How it works
Finnish nouns inflect across 15 cases and two numbers — roughly 30 forms per word — with consonant gradation, vowel harmony, and a long tail of irregulars that break any naive lookup table. keinontolibrary produces the forms through several cooperating layers, and then checks every one of them against an independent oracle.
The layers
- Rule generator (Kotus classes 1–49). Implements the Kotus declension types with consonant gradation (grades A–M) and vowel harmony. It handles the bulk of the language directly — about 98% agreement with the reference corpus.

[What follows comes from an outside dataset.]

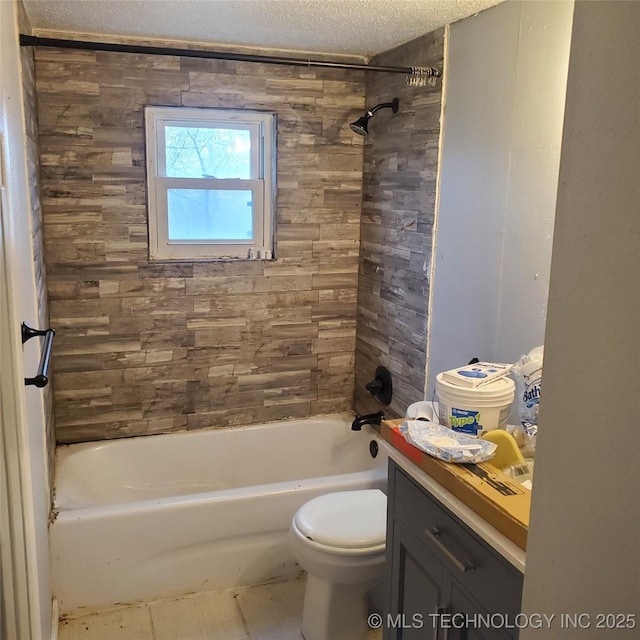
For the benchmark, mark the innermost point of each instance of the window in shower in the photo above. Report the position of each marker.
(211, 183)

- Compound classes (tn 50–51). Compounds inflect through their parts: tn 50
head-inflecting (
koirankeksi → koirankeksissä), tn 51 both-parts-inflecting (isoveli → isoissaveljissä). A segmenter splits compounds; a plural-head reverse index and a combining-head registry reach the transparent compounds and derivations that Kotus leaves without a declension type. - Corpus-backed lookup. Precomputed surface forms from a reference corpus (collected over three years) are the primary source where available; the rule generator is the fallback.

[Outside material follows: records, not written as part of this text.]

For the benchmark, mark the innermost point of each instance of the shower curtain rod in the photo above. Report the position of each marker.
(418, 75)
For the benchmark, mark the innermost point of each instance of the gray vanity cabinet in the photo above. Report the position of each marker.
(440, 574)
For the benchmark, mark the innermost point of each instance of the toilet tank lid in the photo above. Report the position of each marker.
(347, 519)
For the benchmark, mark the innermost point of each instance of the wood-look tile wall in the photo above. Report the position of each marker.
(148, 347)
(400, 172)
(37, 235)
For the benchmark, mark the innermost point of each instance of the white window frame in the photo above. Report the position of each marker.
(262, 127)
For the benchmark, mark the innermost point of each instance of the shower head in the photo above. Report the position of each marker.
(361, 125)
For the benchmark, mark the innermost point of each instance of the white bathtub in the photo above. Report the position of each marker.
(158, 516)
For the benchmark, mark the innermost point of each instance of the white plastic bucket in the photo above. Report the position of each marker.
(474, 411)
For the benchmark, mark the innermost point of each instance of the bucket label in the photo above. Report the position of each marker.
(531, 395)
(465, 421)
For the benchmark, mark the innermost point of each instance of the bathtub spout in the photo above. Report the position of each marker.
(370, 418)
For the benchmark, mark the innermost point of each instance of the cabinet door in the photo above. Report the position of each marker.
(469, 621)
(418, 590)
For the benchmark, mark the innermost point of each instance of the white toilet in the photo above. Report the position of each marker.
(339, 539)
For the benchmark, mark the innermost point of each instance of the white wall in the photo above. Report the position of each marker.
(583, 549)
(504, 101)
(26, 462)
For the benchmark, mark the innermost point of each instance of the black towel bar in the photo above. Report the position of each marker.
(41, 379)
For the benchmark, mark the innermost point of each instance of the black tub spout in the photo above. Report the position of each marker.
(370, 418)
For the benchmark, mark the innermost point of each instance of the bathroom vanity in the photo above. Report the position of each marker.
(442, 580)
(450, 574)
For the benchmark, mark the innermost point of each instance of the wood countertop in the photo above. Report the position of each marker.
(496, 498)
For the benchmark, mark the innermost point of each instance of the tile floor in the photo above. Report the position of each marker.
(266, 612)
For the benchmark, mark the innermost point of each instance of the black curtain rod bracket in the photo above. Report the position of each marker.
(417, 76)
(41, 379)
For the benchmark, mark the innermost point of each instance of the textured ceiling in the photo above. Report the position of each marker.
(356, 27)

- Exception registry + overrides. Genuine irregulars the rules can’t derive —
aika → ajan, the suppletivekuka → kenet,vaaka → vaa'an— live in a registry and per-slot overrides. - Productive inference & resolvers. Class inference (
-nen→38,-uus→40,-ias→41), nested compounds, and compound numerals extend reach to 100% of declinable Kotus nominal rows.
Verification
Correctness isn’t asserted — it’s checked. Every form the engine can produce is validated against Voikko, an open-source Finnish morphological analyzer, used purely as an independent oracle: it analyzes each generated form, and a form is accepted only when Voikko confirms it as the expected lemma + case + number. Where the rule generator and the corpus disagree, the corpus is the witness and Voikko the tie-breaker. The quality gate runs at zero wrong forms across the in-scope inventory.

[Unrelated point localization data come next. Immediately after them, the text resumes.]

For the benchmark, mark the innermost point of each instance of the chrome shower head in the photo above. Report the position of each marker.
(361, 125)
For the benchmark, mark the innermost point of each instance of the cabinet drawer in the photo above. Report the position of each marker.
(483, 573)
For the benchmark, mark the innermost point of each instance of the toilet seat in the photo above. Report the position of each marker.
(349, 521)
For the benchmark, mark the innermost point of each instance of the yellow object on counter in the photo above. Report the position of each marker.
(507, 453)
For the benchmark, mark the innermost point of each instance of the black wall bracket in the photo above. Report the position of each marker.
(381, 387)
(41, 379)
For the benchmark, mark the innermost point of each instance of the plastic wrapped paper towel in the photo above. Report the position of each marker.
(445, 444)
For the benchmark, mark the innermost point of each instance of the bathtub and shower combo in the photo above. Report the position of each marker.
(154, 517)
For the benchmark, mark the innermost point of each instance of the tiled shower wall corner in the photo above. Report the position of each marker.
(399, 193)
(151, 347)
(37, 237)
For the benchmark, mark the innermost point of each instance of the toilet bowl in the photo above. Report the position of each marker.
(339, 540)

That is why “verified” is a claim rather than a slogan: each form is checked by a tool that had no hand in generating it.
Data & provenance
- Lemma inventory and inflection metadata — the Kotus Nykysuomen sanalista 2024, licensed CC BY 4.0.
- Surface forms — our own reference corpus, collected over three years and labeled using Voikko as an analysis tool.
Scope: all nominal Kotus classes 1–51 — substantives, adjectives, numerals, and pronouns. Verbs and the indeclinable tn 99/100 classes are out of scope.